До выхода на сцену группы Coldplay тридцать минут, но поле забито уже наполовину: я с трудом пробираюсь между ожидающими и встаю где-то в доброй сотне метров от сцены. Когда гаснет свет, люди плотно окружают меня в радиусе километра во все стороны, но вот выходит Крис Мартин (Chris Martin) и все остальные, берутся за инструменты и начинают сразу же с новой композиции, у которой еще даже вроде как нет даже названия – не то она числится как “MX”, не то как “Hurts Like Heaven”, не то у нее просто одно большое название. В любом случае, с первых же секунд выступления Coldplay опровергают одну из основных предъявляемых к ним претензий: для того, чтобы вот так вот выйти к шестидесяти (или восьмидесяти, сколько там?) тысячам слушателей с новой, еще безымянной композицией, нужна огромная смелость и авантюризм. Впрочем, уже следующие два трека – вариант беспроигрышный: звучит стадионно-фестивальная классика – композиции “Yellow” и “In My Place” – десять лет люди по всему свету рвут глотки в припевах к этим двум, наконец-то дело дошло и до Польши. Крис Мартин излучает счатье, радость и уверенность – в меру заигрывает с толпой и удачно шутит между песнями. Звучат хиты: “Lost!”, “The Scientist” и едва ли не лучшая песня в дискографии группы “Shiver”. Новые песни, наиболее запоминающаяся из которых - “Us Against The World”, встречаются на ура.
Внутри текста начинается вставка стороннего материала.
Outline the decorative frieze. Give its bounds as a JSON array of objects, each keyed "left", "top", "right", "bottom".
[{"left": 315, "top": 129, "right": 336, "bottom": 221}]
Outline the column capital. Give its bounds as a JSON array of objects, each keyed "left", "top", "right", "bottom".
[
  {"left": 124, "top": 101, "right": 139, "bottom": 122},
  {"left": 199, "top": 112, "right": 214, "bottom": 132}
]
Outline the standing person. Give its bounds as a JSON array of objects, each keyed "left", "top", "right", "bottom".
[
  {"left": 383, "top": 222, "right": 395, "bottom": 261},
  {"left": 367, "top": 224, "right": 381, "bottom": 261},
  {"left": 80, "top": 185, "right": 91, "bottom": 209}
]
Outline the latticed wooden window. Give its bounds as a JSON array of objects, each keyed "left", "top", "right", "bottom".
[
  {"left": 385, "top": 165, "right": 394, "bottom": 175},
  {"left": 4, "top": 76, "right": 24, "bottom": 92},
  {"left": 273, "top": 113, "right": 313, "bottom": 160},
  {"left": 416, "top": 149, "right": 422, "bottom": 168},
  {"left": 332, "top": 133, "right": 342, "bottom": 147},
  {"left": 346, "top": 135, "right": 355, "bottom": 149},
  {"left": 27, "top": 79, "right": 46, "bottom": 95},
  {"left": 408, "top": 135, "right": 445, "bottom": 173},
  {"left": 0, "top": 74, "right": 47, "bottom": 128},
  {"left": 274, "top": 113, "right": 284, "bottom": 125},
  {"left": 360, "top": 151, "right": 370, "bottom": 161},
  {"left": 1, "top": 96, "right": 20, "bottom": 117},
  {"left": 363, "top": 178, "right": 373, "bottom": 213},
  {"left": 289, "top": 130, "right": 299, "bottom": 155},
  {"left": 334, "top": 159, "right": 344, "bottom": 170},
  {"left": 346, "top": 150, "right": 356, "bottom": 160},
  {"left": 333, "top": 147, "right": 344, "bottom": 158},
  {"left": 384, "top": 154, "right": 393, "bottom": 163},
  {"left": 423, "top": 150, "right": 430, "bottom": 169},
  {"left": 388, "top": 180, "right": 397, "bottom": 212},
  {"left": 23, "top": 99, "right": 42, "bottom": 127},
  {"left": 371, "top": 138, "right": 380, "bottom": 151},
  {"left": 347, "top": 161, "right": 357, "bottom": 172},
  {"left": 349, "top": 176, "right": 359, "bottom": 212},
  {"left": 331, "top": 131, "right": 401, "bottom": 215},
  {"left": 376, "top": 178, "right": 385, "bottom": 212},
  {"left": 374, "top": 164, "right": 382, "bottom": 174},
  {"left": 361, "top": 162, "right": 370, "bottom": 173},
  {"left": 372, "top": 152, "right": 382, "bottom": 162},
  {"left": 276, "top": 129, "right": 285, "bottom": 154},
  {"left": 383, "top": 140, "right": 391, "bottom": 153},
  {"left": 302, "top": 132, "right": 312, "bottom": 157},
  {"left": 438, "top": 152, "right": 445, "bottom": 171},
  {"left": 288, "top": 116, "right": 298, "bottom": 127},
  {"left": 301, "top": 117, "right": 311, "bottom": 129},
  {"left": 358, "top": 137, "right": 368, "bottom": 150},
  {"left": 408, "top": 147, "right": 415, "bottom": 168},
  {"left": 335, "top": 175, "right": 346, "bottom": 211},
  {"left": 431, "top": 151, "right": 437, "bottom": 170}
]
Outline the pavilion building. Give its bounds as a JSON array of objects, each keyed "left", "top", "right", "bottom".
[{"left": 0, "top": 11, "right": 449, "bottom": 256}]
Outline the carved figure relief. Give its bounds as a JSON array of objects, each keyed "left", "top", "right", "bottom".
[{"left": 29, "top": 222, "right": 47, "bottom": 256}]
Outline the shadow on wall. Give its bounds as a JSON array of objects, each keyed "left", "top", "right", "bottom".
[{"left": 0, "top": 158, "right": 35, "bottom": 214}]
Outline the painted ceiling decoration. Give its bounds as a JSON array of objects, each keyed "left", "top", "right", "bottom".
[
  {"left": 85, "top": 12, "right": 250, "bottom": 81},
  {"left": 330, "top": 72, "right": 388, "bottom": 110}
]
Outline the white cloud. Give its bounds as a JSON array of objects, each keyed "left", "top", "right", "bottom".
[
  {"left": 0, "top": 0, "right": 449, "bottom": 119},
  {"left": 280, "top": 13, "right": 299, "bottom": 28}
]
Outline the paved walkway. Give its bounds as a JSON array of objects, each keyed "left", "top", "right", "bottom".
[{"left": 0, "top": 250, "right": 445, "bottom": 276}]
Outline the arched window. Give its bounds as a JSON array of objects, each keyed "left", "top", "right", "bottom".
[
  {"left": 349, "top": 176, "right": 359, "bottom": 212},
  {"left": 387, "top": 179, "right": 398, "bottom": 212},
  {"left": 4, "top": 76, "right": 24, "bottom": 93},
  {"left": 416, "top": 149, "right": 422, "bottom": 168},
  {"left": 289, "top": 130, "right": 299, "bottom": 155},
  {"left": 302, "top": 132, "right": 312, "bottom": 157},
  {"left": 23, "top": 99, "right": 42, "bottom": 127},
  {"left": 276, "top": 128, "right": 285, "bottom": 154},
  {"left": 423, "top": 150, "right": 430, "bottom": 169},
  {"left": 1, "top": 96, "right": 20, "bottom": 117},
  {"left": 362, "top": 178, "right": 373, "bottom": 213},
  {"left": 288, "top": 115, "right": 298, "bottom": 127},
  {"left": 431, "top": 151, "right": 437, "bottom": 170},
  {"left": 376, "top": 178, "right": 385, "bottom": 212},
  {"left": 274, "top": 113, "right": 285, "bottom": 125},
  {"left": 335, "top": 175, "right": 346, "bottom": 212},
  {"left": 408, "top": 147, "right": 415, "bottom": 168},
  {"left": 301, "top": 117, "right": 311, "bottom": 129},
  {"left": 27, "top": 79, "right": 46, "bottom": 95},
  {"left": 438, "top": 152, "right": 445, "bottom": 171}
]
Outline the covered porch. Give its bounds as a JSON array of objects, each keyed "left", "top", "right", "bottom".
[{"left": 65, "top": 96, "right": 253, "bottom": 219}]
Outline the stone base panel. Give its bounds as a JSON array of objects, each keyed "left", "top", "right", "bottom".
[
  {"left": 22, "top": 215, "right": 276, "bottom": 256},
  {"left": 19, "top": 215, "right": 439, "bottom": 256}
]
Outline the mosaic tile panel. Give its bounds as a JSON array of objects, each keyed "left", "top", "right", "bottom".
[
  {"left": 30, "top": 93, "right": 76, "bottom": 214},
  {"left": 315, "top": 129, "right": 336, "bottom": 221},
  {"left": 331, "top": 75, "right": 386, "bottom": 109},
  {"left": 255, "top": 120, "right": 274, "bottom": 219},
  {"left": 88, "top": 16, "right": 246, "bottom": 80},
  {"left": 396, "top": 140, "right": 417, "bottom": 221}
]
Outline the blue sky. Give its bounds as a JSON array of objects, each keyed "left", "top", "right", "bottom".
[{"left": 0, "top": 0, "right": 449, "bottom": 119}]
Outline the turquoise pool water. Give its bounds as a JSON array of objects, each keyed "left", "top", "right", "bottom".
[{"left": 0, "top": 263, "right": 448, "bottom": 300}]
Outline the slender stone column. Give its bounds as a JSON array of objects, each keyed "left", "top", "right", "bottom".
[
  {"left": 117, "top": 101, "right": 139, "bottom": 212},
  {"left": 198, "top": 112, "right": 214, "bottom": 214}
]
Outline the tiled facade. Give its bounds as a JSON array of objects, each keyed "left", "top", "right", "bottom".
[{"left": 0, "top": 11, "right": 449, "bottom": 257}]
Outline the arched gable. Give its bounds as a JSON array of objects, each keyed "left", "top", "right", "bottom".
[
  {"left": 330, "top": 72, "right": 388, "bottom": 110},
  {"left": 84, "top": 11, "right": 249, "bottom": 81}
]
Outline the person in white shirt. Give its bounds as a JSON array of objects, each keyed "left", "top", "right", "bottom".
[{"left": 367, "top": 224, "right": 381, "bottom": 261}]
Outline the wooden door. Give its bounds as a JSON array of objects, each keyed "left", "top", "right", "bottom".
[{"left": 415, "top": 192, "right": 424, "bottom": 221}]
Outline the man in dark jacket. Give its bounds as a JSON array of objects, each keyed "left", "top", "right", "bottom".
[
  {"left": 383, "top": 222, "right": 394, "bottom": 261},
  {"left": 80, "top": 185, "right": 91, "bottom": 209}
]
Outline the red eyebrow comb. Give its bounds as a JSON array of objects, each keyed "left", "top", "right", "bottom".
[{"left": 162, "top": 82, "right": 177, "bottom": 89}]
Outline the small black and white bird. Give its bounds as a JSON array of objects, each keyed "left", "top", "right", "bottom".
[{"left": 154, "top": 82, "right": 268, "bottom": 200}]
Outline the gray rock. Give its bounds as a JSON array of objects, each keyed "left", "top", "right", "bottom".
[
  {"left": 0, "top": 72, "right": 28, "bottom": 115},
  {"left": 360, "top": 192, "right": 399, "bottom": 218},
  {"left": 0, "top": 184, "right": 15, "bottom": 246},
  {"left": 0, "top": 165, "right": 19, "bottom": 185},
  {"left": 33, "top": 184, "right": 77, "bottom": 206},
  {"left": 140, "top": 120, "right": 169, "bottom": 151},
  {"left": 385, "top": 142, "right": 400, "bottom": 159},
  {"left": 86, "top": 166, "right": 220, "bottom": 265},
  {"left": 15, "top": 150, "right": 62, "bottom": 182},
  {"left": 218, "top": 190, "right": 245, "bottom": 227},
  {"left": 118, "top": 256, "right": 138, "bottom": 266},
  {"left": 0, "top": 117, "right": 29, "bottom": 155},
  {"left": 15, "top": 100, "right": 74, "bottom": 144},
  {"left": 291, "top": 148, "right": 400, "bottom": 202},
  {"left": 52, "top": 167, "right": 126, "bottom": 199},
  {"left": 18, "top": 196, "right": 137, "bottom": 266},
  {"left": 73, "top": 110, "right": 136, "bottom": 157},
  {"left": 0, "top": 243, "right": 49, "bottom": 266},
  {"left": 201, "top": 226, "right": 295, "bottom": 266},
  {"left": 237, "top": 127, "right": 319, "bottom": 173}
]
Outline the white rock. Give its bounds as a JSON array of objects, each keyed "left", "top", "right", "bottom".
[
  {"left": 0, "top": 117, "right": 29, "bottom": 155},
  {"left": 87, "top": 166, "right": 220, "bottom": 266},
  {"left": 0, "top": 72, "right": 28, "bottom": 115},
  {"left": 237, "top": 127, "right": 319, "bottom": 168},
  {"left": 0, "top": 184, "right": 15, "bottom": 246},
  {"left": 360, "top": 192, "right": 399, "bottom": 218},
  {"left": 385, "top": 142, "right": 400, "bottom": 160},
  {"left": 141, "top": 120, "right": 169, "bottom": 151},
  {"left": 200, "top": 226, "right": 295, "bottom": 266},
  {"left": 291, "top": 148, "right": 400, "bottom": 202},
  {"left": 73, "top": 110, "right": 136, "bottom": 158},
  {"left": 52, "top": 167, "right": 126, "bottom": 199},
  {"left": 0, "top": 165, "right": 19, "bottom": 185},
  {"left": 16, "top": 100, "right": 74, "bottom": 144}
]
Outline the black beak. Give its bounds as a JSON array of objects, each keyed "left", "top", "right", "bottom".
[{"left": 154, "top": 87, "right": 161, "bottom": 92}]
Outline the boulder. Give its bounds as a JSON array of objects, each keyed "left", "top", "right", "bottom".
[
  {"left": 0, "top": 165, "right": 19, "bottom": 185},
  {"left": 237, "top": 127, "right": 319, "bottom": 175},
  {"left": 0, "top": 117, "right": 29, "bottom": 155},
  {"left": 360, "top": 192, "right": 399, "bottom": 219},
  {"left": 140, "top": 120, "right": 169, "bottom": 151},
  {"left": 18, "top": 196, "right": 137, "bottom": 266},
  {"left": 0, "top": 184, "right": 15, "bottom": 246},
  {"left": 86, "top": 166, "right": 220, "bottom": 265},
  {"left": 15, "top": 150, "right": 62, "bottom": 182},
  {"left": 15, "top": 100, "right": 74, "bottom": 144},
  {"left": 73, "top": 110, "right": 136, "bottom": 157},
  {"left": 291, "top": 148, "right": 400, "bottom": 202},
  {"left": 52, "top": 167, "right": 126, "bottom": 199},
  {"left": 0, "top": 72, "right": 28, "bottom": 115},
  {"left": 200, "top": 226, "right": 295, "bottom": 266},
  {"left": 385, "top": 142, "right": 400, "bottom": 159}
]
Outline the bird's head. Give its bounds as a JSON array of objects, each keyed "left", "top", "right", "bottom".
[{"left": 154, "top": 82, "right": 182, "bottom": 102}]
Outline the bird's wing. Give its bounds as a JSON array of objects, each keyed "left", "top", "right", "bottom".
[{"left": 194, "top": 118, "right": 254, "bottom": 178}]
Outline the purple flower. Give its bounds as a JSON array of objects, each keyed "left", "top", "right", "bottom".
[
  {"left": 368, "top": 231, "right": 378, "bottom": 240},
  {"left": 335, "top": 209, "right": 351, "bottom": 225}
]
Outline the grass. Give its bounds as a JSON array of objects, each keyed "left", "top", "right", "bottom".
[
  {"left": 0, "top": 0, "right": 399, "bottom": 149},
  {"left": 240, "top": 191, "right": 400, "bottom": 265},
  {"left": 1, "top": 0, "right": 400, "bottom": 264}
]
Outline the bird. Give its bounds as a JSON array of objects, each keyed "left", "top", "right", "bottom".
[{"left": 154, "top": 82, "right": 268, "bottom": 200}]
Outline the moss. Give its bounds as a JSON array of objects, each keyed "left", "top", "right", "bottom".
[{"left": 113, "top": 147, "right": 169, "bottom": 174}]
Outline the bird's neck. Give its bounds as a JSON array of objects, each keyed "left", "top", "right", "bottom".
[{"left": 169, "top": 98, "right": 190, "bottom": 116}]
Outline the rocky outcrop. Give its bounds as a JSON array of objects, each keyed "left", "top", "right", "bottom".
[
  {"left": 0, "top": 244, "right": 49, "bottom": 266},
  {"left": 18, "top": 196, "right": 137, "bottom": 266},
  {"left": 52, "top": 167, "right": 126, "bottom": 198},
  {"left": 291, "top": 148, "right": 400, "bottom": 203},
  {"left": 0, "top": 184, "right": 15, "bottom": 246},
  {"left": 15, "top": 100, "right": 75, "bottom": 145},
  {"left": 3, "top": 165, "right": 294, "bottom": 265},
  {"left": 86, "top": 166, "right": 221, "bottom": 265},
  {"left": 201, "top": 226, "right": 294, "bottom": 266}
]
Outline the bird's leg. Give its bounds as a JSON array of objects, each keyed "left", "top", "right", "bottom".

Группа Coldplay – это вера в светлое будущее, это уверенность в завтрашнем дне: они запишут хорошую пластинку, с которой выйдет много синглов, которая продастся большим тиражом, спасет музыкальную индустрию и заставит население вытащить из магнитол своих минивэнов диск певицы Адель (Adele). "Господи, и почему мы у вас никогда раньше не были, вы совершенно замечательная аудитория. Надо как-то наказать нашего менеджера за то, что так долго прятал вас от нас", - говорит Мартин. На бис звучат “Clocks”, “Fix You” (как ни странно, единственная вещь с альбома “X&Y” за весь вечер) и новый хит – “Every Teardrop Is a Waterfall” - поп-рейв, построенный на синтезаторном риффе из евро-диско. Тут окончательно опровергается второе заблуждение относительно группы – в Coldplay нет и толики той угрюмости и заунывности, которую им приписывали всю первую половину 00-х. В финале – салют, под который я нахожу друзей и мы все двигаем снова в тент на Caribou.
Обычно первый день – самый тяжелый: накладываются и дорога, и обустройство в съемных квартирах, и получение заветных ленточек, и правильный темп еще никто толком не выработал. От Caribou мы ждем чего-то расслабленно-танцевального, подо что можно приятно закончить день. Вместо этого четыре человека в белых футболках на сцене пытаются усидеть на двух стульях сразу, одновременно пытаясь делать и "качалово", и "грузилово". У Caribou замечательный барабанщик - лупит так, что дрожат несущие конструкции тента, но желание лидера коллектива Дэна Снейта (Dan Snaith), математика и вокалиста, напустить интеллектуальности, максимально усложнить композиции и вписать в них своим мяукающим голосом кривые гармонии, обрубают все попытки заставить зал танцевать, едва те появляются. У Caribou не слишком запоминающиеся композиции, кроме, пожалуй, самых известных двух – все кроме них напоминает нестройный и не слишком интересный джем-сейшн, метания от танцев к полосканию мозгов электронными шумами вытягивают последние силы, поэтому с Caribou мы уходим, не дождавшись финала и хитов. Завтра будет большой день.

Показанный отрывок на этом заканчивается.